Ugly Crying While Reading The Buried Giant
Plus I'm cooking Roast Chicken and Schmaltz Potatoes
Bookshelf Read: The Buried Giant
When was the last time you stayed up until midnight to finish a book? Were you on your couch, fully aware that the baby would wake up in a scant few hours, but unable to put the book down? Were you pulled by a gravitational force toward the end like a space shuttle hurtling back to earth, almost certainly headed toward a hard landing?
That was me last month, but add a small snowfield of tissues around me on the couch as I ugly-cried for forty-five straight minutes through the last 10% of The Buried Giant. Since I finished, I’ve been trying to go back and reread passages to figure out why this book was able to accomplish such an extreme emotional reaction in me, and I’m still not sure I know.
In The Buried Giant, Beatrice and Axl are an elderly couple trying to get to their son's village. But their true quest is to regain their memories and the memory of the life they lived together. A fog has fallen through the land which, they suspect, is the cause of their amnesia. Eliminate the fog, get their memories back. Cue the adventure.
Recently I heard the quote, “Great books are great because of what they do wrong and the rules they break.” I’ve been thinking about that in relation to The Buried Giant.
For example, common advice is that titles should make sense on multiple levels. That they should intrigue the reader and enrich the story. However, “the buried giant” in this book is a metaphor which only really becomes clear at the end of book. At the end, after waiting an entire book to figure out where the buried giant comes into all this, I should have been mad that it was all a vague geopolitical metaphor, but I wasn’t! How! Did Ishiguro! Do that!?
Ishiguro also introduces a new point of view character we’ve never met halfway through the book to lead us through some emotionally wrenching scenes. I think most creative writing instructors would say don’t do that, but it works!
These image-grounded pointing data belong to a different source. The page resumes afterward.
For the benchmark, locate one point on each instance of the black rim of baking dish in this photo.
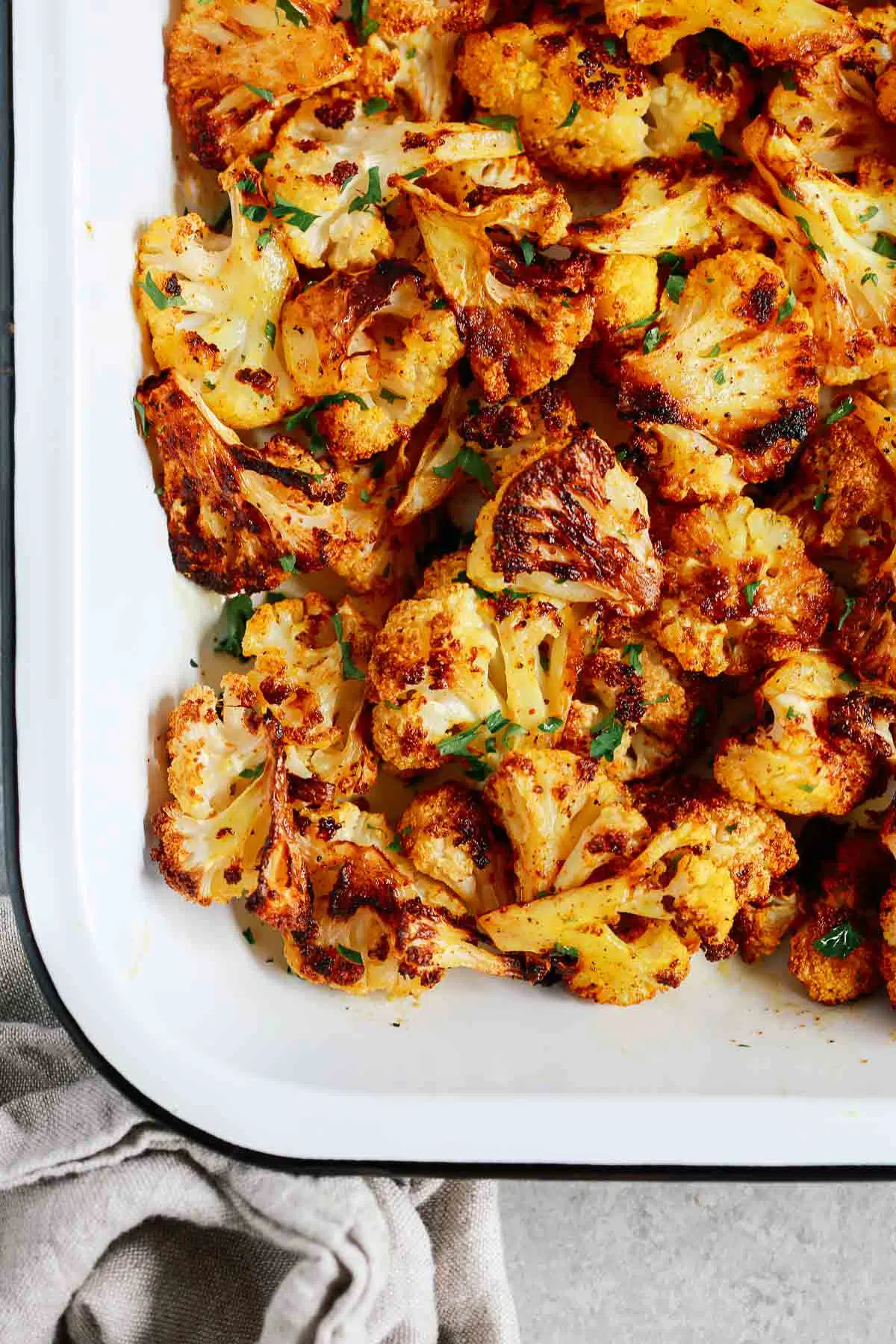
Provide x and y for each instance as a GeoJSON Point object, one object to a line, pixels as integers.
{"type": "Point", "coordinates": [11, 828]}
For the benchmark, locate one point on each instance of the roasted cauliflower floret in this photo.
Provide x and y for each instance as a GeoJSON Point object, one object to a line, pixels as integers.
{"type": "Point", "coordinates": [797, 34]}
{"type": "Point", "coordinates": [567, 819]}
{"type": "Point", "coordinates": [635, 707]}
{"type": "Point", "coordinates": [374, 349]}
{"type": "Point", "coordinates": [833, 243]}
{"type": "Point", "coordinates": [240, 519]}
{"type": "Point", "coordinates": [836, 953]}
{"type": "Point", "coordinates": [794, 759]}
{"type": "Point", "coordinates": [228, 831]}
{"type": "Point", "coordinates": [739, 591]}
{"type": "Point", "coordinates": [721, 361]}
{"type": "Point", "coordinates": [213, 304]}
{"type": "Point", "coordinates": [461, 675]}
{"type": "Point", "coordinates": [448, 835]}
{"type": "Point", "coordinates": [570, 523]}
{"type": "Point", "coordinates": [375, 922]}
{"type": "Point", "coordinates": [673, 208]}
{"type": "Point", "coordinates": [235, 67]}
{"type": "Point", "coordinates": [520, 320]}
{"type": "Point", "coordinates": [335, 171]}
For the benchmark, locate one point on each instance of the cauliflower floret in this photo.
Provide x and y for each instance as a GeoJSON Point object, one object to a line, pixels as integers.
{"type": "Point", "coordinates": [844, 495]}
{"type": "Point", "coordinates": [230, 831]}
{"type": "Point", "coordinates": [570, 523]}
{"type": "Point", "coordinates": [578, 100]}
{"type": "Point", "coordinates": [213, 304]}
{"type": "Point", "coordinates": [334, 172]}
{"type": "Point", "coordinates": [375, 922]}
{"type": "Point", "coordinates": [238, 517]}
{"type": "Point", "coordinates": [461, 675]}
{"type": "Point", "coordinates": [795, 762]}
{"type": "Point", "coordinates": [774, 34]}
{"type": "Point", "coordinates": [829, 112]}
{"type": "Point", "coordinates": [623, 939]}
{"type": "Point", "coordinates": [235, 66]}
{"type": "Point", "coordinates": [721, 361]}
{"type": "Point", "coordinates": [675, 208]}
{"type": "Point", "coordinates": [739, 591]}
{"type": "Point", "coordinates": [567, 819]}
{"type": "Point", "coordinates": [375, 349]}
{"type": "Point", "coordinates": [637, 709]}
{"type": "Point", "coordinates": [311, 662]}
{"type": "Point", "coordinates": [836, 952]}
{"type": "Point", "coordinates": [448, 833]}
{"type": "Point", "coordinates": [835, 241]}
{"type": "Point", "coordinates": [521, 322]}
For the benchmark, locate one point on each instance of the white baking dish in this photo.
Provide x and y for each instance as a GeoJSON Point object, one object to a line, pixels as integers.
{"type": "Point", "coordinates": [169, 995]}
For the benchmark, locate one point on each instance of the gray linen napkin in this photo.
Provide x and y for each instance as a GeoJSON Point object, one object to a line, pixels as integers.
{"type": "Point", "coordinates": [116, 1231]}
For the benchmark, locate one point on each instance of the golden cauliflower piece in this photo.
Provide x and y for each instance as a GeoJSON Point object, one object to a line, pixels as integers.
{"type": "Point", "coordinates": [374, 352]}
{"type": "Point", "coordinates": [625, 939]}
{"type": "Point", "coordinates": [833, 241]}
{"type": "Point", "coordinates": [570, 523]}
{"type": "Point", "coordinates": [335, 169]}
{"type": "Point", "coordinates": [635, 707]}
{"type": "Point", "coordinates": [673, 208]}
{"type": "Point", "coordinates": [797, 34]}
{"type": "Point", "coordinates": [520, 320]}
{"type": "Point", "coordinates": [739, 591]}
{"type": "Point", "coordinates": [235, 67]}
{"type": "Point", "coordinates": [753, 385]}
{"type": "Point", "coordinates": [837, 952]}
{"type": "Point", "coordinates": [808, 757]}
{"type": "Point", "coordinates": [228, 831]}
{"type": "Point", "coordinates": [238, 517]}
{"type": "Point", "coordinates": [447, 833]}
{"type": "Point", "coordinates": [375, 922]}
{"type": "Point", "coordinates": [567, 819]}
{"type": "Point", "coordinates": [457, 675]}
{"type": "Point", "coordinates": [213, 304]}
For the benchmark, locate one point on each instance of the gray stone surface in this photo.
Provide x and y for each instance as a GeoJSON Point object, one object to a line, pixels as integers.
{"type": "Point", "coordinates": [702, 1263]}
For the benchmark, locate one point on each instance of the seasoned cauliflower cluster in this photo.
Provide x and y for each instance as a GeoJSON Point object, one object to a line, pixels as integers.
{"type": "Point", "coordinates": [532, 410]}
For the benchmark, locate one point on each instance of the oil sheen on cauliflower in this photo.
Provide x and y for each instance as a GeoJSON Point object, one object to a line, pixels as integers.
{"type": "Point", "coordinates": [794, 761]}
{"type": "Point", "coordinates": [334, 172]}
{"type": "Point", "coordinates": [213, 304]}
{"type": "Point", "coordinates": [235, 67]}
{"type": "Point", "coordinates": [375, 349]}
{"type": "Point", "coordinates": [240, 517]}
{"type": "Point", "coordinates": [570, 523]}
{"type": "Point", "coordinates": [739, 591]}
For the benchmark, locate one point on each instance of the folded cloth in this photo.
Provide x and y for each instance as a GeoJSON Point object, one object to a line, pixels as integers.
{"type": "Point", "coordinates": [113, 1230]}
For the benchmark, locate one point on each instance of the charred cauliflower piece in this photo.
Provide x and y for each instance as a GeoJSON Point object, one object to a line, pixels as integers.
{"type": "Point", "coordinates": [238, 517]}
{"type": "Point", "coordinates": [739, 591]}
{"type": "Point", "coordinates": [836, 953]}
{"type": "Point", "coordinates": [228, 831]}
{"type": "Point", "coordinates": [637, 709]}
{"type": "Point", "coordinates": [673, 208]}
{"type": "Point", "coordinates": [721, 362]}
{"type": "Point", "coordinates": [311, 659]}
{"type": "Point", "coordinates": [373, 351]}
{"type": "Point", "coordinates": [213, 304]}
{"type": "Point", "coordinates": [376, 925]}
{"type": "Point", "coordinates": [802, 757]}
{"type": "Point", "coordinates": [570, 523]}
{"type": "Point", "coordinates": [335, 171]}
{"type": "Point", "coordinates": [448, 835]}
{"type": "Point", "coordinates": [567, 819]}
{"type": "Point", "coordinates": [833, 242]}
{"type": "Point", "coordinates": [797, 34]}
{"type": "Point", "coordinates": [235, 67]}
{"type": "Point", "coordinates": [521, 322]}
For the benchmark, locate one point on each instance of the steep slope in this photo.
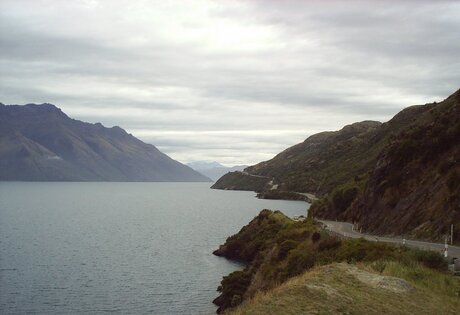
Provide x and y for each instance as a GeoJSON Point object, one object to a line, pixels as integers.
{"type": "Point", "coordinates": [342, 288]}
{"type": "Point", "coordinates": [40, 142]}
{"type": "Point", "coordinates": [276, 248]}
{"type": "Point", "coordinates": [414, 186]}
{"type": "Point", "coordinates": [401, 177]}
{"type": "Point", "coordinates": [319, 163]}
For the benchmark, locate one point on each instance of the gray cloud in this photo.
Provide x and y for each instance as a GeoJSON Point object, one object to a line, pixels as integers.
{"type": "Point", "coordinates": [235, 82]}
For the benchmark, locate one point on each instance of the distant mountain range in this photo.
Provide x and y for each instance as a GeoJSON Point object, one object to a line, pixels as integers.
{"type": "Point", "coordinates": [214, 170]}
{"type": "Point", "coordinates": [400, 177]}
{"type": "Point", "coordinates": [41, 143]}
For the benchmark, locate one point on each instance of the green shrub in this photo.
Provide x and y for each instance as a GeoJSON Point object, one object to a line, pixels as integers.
{"type": "Point", "coordinates": [286, 247]}
{"type": "Point", "coordinates": [315, 237]}
{"type": "Point", "coordinates": [379, 266]}
{"type": "Point", "coordinates": [430, 259]}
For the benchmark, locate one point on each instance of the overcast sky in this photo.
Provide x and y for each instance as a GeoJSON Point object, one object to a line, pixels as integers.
{"type": "Point", "coordinates": [230, 81]}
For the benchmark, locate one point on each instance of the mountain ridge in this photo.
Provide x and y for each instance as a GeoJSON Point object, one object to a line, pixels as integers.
{"type": "Point", "coordinates": [40, 142]}
{"type": "Point", "coordinates": [401, 177]}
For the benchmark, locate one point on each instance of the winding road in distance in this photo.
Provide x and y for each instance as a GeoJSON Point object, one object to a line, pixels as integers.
{"type": "Point", "coordinates": [346, 229]}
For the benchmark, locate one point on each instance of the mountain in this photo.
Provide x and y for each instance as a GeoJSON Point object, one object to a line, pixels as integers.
{"type": "Point", "coordinates": [400, 177]}
{"type": "Point", "coordinates": [214, 170]}
{"type": "Point", "coordinates": [41, 143]}
{"type": "Point", "coordinates": [276, 250]}
{"type": "Point", "coordinates": [316, 165]}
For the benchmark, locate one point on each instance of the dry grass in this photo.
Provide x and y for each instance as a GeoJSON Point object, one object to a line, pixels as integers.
{"type": "Point", "coordinates": [341, 288]}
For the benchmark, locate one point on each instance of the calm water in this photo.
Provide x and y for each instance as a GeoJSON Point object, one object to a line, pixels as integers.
{"type": "Point", "coordinates": [126, 248]}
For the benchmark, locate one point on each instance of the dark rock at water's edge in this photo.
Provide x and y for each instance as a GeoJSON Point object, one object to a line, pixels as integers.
{"type": "Point", "coordinates": [41, 143]}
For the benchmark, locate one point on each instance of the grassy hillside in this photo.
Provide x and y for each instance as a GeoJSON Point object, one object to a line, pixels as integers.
{"type": "Point", "coordinates": [341, 288]}
{"type": "Point", "coordinates": [401, 177]}
{"type": "Point", "coordinates": [414, 186]}
{"type": "Point", "coordinates": [276, 248]}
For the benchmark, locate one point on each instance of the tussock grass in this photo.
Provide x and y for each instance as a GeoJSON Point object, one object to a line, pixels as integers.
{"type": "Point", "coordinates": [336, 289]}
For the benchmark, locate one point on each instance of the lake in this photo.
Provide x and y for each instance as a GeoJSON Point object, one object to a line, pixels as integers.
{"type": "Point", "coordinates": [123, 248]}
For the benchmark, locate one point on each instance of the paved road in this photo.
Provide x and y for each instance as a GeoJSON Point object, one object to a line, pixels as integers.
{"type": "Point", "coordinates": [346, 229]}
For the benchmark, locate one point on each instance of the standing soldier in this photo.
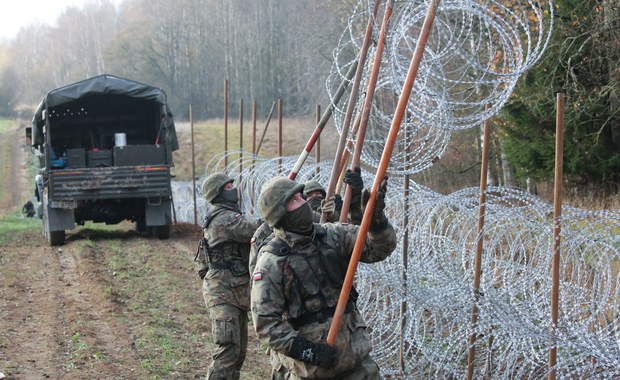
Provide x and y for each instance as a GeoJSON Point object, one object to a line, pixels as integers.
{"type": "Point", "coordinates": [315, 194]}
{"type": "Point", "coordinates": [297, 282]}
{"type": "Point", "coordinates": [222, 262]}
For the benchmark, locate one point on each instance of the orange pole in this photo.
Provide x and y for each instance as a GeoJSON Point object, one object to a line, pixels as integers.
{"type": "Point", "coordinates": [370, 93]}
{"type": "Point", "coordinates": [226, 123]}
{"type": "Point", "coordinates": [557, 213]}
{"type": "Point", "coordinates": [191, 123]}
{"type": "Point", "coordinates": [351, 106]}
{"type": "Point", "coordinates": [486, 143]}
{"type": "Point", "coordinates": [381, 170]}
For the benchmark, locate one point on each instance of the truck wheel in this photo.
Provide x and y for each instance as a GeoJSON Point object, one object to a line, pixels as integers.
{"type": "Point", "coordinates": [162, 232]}
{"type": "Point", "coordinates": [57, 237]}
{"type": "Point", "coordinates": [141, 226]}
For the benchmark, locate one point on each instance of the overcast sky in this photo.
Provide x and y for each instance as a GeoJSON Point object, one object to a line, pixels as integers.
{"type": "Point", "coordinates": [19, 13]}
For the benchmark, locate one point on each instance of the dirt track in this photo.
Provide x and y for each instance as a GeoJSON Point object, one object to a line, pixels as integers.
{"type": "Point", "coordinates": [109, 304]}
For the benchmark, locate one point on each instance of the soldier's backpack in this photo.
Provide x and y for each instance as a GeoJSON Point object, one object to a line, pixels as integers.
{"type": "Point", "coordinates": [201, 260]}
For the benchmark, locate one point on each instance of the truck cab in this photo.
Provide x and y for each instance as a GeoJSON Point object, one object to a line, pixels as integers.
{"type": "Point", "coordinates": [104, 147]}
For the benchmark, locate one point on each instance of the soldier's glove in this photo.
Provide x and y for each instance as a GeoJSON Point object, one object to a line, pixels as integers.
{"type": "Point", "coordinates": [354, 180]}
{"type": "Point", "coordinates": [379, 220]}
{"type": "Point", "coordinates": [328, 206]}
{"type": "Point", "coordinates": [338, 201]}
{"type": "Point", "coordinates": [319, 354]}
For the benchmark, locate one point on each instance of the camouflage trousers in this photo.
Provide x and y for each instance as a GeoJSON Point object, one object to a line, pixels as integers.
{"type": "Point", "coordinates": [229, 330]}
{"type": "Point", "coordinates": [366, 370]}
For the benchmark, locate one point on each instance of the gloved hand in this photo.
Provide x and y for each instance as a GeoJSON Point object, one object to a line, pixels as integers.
{"type": "Point", "coordinates": [328, 206]}
{"type": "Point", "coordinates": [379, 220]}
{"type": "Point", "coordinates": [354, 180]}
{"type": "Point", "coordinates": [319, 354]}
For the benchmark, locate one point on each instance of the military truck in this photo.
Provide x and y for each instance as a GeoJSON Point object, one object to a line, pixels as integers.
{"type": "Point", "coordinates": [104, 147]}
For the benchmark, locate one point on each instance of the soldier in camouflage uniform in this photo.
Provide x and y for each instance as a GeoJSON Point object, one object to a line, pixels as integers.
{"type": "Point", "coordinates": [224, 269]}
{"type": "Point", "coordinates": [297, 281]}
{"type": "Point", "coordinates": [315, 194]}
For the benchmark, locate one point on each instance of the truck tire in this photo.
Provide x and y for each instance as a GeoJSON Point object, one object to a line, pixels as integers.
{"type": "Point", "coordinates": [141, 226]}
{"type": "Point", "coordinates": [162, 232]}
{"type": "Point", "coordinates": [57, 237]}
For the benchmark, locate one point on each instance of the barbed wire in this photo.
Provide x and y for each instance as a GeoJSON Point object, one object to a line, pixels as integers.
{"type": "Point", "coordinates": [418, 302]}
{"type": "Point", "coordinates": [476, 52]}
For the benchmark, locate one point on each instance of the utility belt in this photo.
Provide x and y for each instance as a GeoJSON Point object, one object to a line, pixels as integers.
{"type": "Point", "coordinates": [217, 260]}
{"type": "Point", "coordinates": [320, 316]}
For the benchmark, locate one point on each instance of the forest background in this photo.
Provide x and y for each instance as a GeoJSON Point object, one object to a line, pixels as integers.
{"type": "Point", "coordinates": [271, 49]}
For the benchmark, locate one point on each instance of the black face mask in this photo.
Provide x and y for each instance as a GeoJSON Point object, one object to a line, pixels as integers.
{"type": "Point", "coordinates": [299, 221]}
{"type": "Point", "coordinates": [230, 196]}
{"type": "Point", "coordinates": [315, 203]}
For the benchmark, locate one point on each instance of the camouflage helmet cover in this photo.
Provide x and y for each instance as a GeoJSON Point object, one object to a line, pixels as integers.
{"type": "Point", "coordinates": [273, 197]}
{"type": "Point", "coordinates": [214, 184]}
{"type": "Point", "coordinates": [312, 185]}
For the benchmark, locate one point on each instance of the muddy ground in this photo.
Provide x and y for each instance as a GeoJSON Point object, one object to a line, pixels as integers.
{"type": "Point", "coordinates": [109, 304]}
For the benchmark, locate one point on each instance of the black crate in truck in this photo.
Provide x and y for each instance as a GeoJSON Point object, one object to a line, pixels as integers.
{"type": "Point", "coordinates": [99, 158]}
{"type": "Point", "coordinates": [132, 155]}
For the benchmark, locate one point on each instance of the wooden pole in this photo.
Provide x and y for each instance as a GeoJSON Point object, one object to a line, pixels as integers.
{"type": "Point", "coordinates": [557, 214]}
{"type": "Point", "coordinates": [321, 124]}
{"type": "Point", "coordinates": [225, 123]}
{"type": "Point", "coordinates": [191, 124]}
{"type": "Point", "coordinates": [254, 106]}
{"type": "Point", "coordinates": [273, 106]}
{"type": "Point", "coordinates": [279, 135]}
{"type": "Point", "coordinates": [370, 91]}
{"type": "Point", "coordinates": [240, 137]}
{"type": "Point", "coordinates": [317, 151]}
{"type": "Point", "coordinates": [351, 105]}
{"type": "Point", "coordinates": [486, 144]}
{"type": "Point", "coordinates": [381, 170]}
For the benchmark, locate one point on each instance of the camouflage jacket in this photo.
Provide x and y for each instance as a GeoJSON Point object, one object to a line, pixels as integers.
{"type": "Point", "coordinates": [288, 285]}
{"type": "Point", "coordinates": [228, 236]}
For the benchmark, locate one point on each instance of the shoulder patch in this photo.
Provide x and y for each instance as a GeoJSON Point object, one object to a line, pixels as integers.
{"type": "Point", "coordinates": [277, 247]}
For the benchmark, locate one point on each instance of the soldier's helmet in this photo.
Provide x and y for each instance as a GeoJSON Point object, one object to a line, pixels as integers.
{"type": "Point", "coordinates": [312, 185]}
{"type": "Point", "coordinates": [273, 197]}
{"type": "Point", "coordinates": [214, 184]}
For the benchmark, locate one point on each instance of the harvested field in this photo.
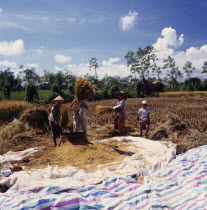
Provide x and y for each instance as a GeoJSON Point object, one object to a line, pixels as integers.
{"type": "Point", "coordinates": [181, 120]}
{"type": "Point", "coordinates": [80, 156]}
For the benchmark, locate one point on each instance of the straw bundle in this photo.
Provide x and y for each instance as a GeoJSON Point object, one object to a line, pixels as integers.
{"type": "Point", "coordinates": [83, 89]}
{"type": "Point", "coordinates": [64, 116]}
{"type": "Point", "coordinates": [103, 109]}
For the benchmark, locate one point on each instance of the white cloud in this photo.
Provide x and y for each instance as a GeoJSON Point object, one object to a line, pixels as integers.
{"type": "Point", "coordinates": [169, 39]}
{"type": "Point", "coordinates": [128, 21]}
{"type": "Point", "coordinates": [71, 20]}
{"type": "Point", "coordinates": [62, 58]}
{"type": "Point", "coordinates": [8, 64]}
{"type": "Point", "coordinates": [168, 46]}
{"type": "Point", "coordinates": [69, 66]}
{"type": "Point", "coordinates": [57, 68]}
{"type": "Point", "coordinates": [110, 61]}
{"type": "Point", "coordinates": [39, 51]}
{"type": "Point", "coordinates": [12, 48]}
{"type": "Point", "coordinates": [32, 65]}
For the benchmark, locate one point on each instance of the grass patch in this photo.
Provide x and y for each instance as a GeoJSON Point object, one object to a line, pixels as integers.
{"type": "Point", "coordinates": [182, 94]}
{"type": "Point", "coordinates": [12, 109]}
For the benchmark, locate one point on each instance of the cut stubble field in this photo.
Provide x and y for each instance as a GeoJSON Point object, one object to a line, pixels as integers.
{"type": "Point", "coordinates": [180, 120]}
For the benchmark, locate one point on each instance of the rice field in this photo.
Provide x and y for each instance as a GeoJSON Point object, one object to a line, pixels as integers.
{"type": "Point", "coordinates": [193, 111]}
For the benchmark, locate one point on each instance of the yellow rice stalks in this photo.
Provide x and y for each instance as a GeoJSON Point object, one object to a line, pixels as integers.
{"type": "Point", "coordinates": [83, 89]}
{"type": "Point", "coordinates": [104, 109]}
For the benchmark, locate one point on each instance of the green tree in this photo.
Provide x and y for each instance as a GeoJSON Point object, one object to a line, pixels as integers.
{"type": "Point", "coordinates": [173, 72]}
{"type": "Point", "coordinates": [7, 91]}
{"type": "Point", "coordinates": [31, 93]}
{"type": "Point", "coordinates": [204, 67]}
{"type": "Point", "coordinates": [193, 84]}
{"type": "Point", "coordinates": [188, 69]}
{"type": "Point", "coordinates": [29, 76]}
{"type": "Point", "coordinates": [93, 64]}
{"type": "Point", "coordinates": [7, 77]}
{"type": "Point", "coordinates": [155, 68]}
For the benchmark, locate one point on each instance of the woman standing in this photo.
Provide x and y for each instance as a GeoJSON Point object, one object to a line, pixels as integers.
{"type": "Point", "coordinates": [120, 108]}
{"type": "Point", "coordinates": [55, 119]}
{"type": "Point", "coordinates": [79, 115]}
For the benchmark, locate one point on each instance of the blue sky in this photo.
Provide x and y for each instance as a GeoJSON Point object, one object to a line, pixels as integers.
{"type": "Point", "coordinates": [65, 34]}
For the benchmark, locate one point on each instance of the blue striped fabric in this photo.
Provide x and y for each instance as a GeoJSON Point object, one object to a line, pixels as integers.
{"type": "Point", "coordinates": [180, 185]}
In fact, it makes the book a lot better.
I’ll leave you with one of my favorite quotes from the book, from that random, middle of the book character we meet. He’s an Arthurian knight.
"I shall greet the boatman contentedly, enter his rocking boat, the waters lapping all about, and I may sleep a while, the sound of his oar in my ears. And I will move from slumber to half-waking, and see the sun sunk low over the water, and the shore moved further still, and nod myself back into dreams till the boatman’s voice stirs me gently once more."
Roast Chicken Schmaltz Potatoes
Spring is peeking out in little shoots off my hydrangeas. So before winter is over, I’d like to share a paean to Roast Chicken Schmaltz Potatoes. This is a dish I only cook in the fall and winter, though in the spring when the snap peas, and eventually green beans, come around I have been known to make a Schmaltz Potato Salad Nicoise—more on that a different newsletter.
Roast Chicken Schmaltz Potatoes is a slightly adjusted recipe from Carla Lalli Music’s Where Cooking Begins. It is essentially a roast chicken that bastes the potatoes beneath it with chicken schmaltz. By cooking one dish, you’ve essentially made a main and a side! It’s very time efficient, if roasting a chicken can ever be considered time efficient.
A couple of tips for excellent Schmaltz Potatoes. Salt your chicken inside and out the day before you’re going to roast it, then leave it in the fridge until two-three hours before you’re going to cook the bird. Then allow the chicken to come up to room temp, which will help it roast faster and more evenly.
Lalli Music suggests putting the chicken on one of the oven racks above a cast iron or pan of potatoes. Don’t do that. The chicken WILL stick to the rack. Cleaning it WILL be impossible. Getting the rack/chicken out of the oven is ALWAYS a mess.
Instead, get a little wire cooling rack, like the ones you would cool cookies on, and rest it on top of the largest cast iron or skillet you own. (Within reason—a twelve-inch skillet might be too big.) Pat dry your chicken and then place it on top of the rack.
Quarter up some little gold or red wax potatoes, and maybe give them a teeny drizzle of olive oil and a toss. The oil isn’t necessary, but helps give the potatoes a jump-start crisping up in the oven. You can also thinly slice the potatoes and arrange them in a pretty design on the bottom of the cast iron in a sort of pommes anna if you’re feeling fresh.
Anyway, your potatoes are in the pan, you have a rack on top of the pan, and on top of that is your salted, dry and room temperature chicken. Put that whole contraption in an oven that’s 325 degrees and roast for about 3 hours. You can toss the potatoes in the middle to make sure they’re all getting contact with the cast iron, but you can also not, and most of the time I choose not.
Before things get unseasonably, disturbingly, climate-alteringly warm in your neck of the woods, make yourself some Roast Chicken Schmaltz Potatoes.